The Philippine Stock Exchange grew its net profit last year by 18 percent to P825 million on higher revenues from trading activity, subscription fees and market data alongside one-time gain on sale of its office space in Tektite Building in Ortigas.
Operating revenues and other income in 2017 increased by 10 percent to P1.63 billion. Revenues were supported by higher trading activity, stronger market data income and the gain on Tektite office space, which made up for the slack in listing revenues.
“The Exchange’s successful execution of its major initiatives in 2017 resulted in this positive financial performance of the company. The new products and services that were introduced provided more mechanisms for capital raising and supported our thrust of expanding the retail investor base,” PSE president and chief executive officer Ramon Monzon said in a press statement on Monday.
The year 2017 was a breakout year for local stocks thanks to a much-awaited tax reform program seen to fund the government’s promise of a “golden age of infrastructure” alongside a generally favorable global environment that buoyed fund flows to emerging markets. The Philippine Stock Exchange index (PSEi) gained a total of 25.1 percent for the year and ended on a record high of 8,558.42 on the final trading session as investors bet on another bullish year ahead.
For 2017, average daily turnover increased by more than 3 percent to P8.06 billion.
Subscription fees and market data income, on the other hand, increased by 26 percent as more investors used the online trading service of the PSE alongside the introduction of new data products.
Operating income went down by 3 percent due to lower listing-related income from initial public offerings (IPOs).
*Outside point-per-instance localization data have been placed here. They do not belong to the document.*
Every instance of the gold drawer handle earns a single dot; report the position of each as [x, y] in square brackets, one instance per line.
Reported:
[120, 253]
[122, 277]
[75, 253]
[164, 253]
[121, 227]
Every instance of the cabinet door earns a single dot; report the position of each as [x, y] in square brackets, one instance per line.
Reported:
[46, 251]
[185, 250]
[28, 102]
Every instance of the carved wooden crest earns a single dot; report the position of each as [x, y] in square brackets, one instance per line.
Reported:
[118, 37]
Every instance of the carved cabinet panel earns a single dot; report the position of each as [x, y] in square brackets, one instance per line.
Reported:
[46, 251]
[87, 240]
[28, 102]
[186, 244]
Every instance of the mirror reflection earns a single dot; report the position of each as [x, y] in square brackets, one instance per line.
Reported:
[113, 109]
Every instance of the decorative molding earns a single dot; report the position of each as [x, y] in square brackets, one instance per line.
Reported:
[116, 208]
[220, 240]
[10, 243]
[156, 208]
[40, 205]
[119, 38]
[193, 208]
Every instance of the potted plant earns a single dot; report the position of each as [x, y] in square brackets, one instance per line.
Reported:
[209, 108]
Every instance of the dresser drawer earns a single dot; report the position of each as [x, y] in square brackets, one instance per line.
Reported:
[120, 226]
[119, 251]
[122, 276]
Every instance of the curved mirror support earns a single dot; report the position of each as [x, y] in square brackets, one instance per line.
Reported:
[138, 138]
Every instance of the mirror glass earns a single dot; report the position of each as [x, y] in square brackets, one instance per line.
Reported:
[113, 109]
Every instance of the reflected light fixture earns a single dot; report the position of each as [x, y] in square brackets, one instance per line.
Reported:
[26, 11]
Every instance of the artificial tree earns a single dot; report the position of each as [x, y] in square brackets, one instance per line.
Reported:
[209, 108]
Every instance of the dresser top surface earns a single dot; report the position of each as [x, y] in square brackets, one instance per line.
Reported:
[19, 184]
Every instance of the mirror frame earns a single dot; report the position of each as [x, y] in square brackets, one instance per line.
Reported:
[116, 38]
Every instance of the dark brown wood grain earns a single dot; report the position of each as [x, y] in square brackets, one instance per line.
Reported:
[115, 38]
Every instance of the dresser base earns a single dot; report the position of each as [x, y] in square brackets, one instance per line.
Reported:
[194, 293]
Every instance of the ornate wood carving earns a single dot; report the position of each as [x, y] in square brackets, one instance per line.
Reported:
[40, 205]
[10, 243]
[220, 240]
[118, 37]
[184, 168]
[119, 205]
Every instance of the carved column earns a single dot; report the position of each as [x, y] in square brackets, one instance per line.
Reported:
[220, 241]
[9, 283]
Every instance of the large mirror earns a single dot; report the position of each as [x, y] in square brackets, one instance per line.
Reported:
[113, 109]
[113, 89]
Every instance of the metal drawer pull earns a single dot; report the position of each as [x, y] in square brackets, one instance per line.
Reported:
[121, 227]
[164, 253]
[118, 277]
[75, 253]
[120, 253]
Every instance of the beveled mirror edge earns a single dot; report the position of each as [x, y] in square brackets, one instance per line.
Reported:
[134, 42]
On the expenditure side, the PSE management reduced total expenses by 2 percent to P596 million last year.
In 2017, there were three issuances that used the new dollar denominated facility of the PSE, raising a cumulative $370 million while new rules for the listing of public-private partnership (PPP) projects were also launched.
In December, the guidelines for short-selling were submitted to the Securities and Exchange Commission (SEC) for approval. Short-selling allows investors to sell stocks they did not own yet by borrowing the underlying securities, allowing them to hedge their market positions as they deem fit.
The PSE is also seen on track with its scheduled stock rights offering which is being undertaken to reduce the brokers’ ownership in the PSE to the 20 percent limit mandated by the Securities Regulation Code. The SEC has approved both PSE’s registration statement filing and listing application for this offering which has been scheduled for February 26 to March 2 this year.
“We have set even bigger targets and milestones for the Exchange in 2018. With our stock rights offering proceeding within schedule, we hope to finally get the exemptive relief from the SEC for our acquisition of PDS (Philippine Dealing Systems Holdings Corp.). The consolidation of the equities and fixed income markets will result in a bigger and more efficient capital markets for the country,” Monzon added.
While the PSE hopes to seal its acquisition of PDS – the holding firm for fixed-income trading platform Philippine Dealing and Exchange Corp., Philippine Depositary and Trust Corp. and Philippine Securities Settlement Corp. – state-owned Land Bank of the Philippines has announced a rival bid for PDS.
“We continue to pursue other initiatives for this year including the introduction of the name-on-central depository program, launch of the short selling facility, creation of new indices and the launch of structured warrants and derivative products. Discussions with the SEC are on-going on many of these programs to ensure that we are able to provide the most suitable model for the Philippine market,” Monzon said.
Name-on-central-depository or NOCD will allow investors the ability to monitor their shareholding positions that are lodged at the depository as they will receive directly from the depository monthly reports on their stock position and transactions every month.
“We expect an increase in some expenses this year related to the integration of PDS into PSE as well as the one-time expenses related to PSE’s move to its new offices in BGC. We are continuously studying how to restructure and rationalize the operations of PDS to enable us to realize the operating and cost synergies that can be had in this acquisition. We’re always looking for ways to improve our operating efficiencies and reduce our operating expenses,” Monzon added.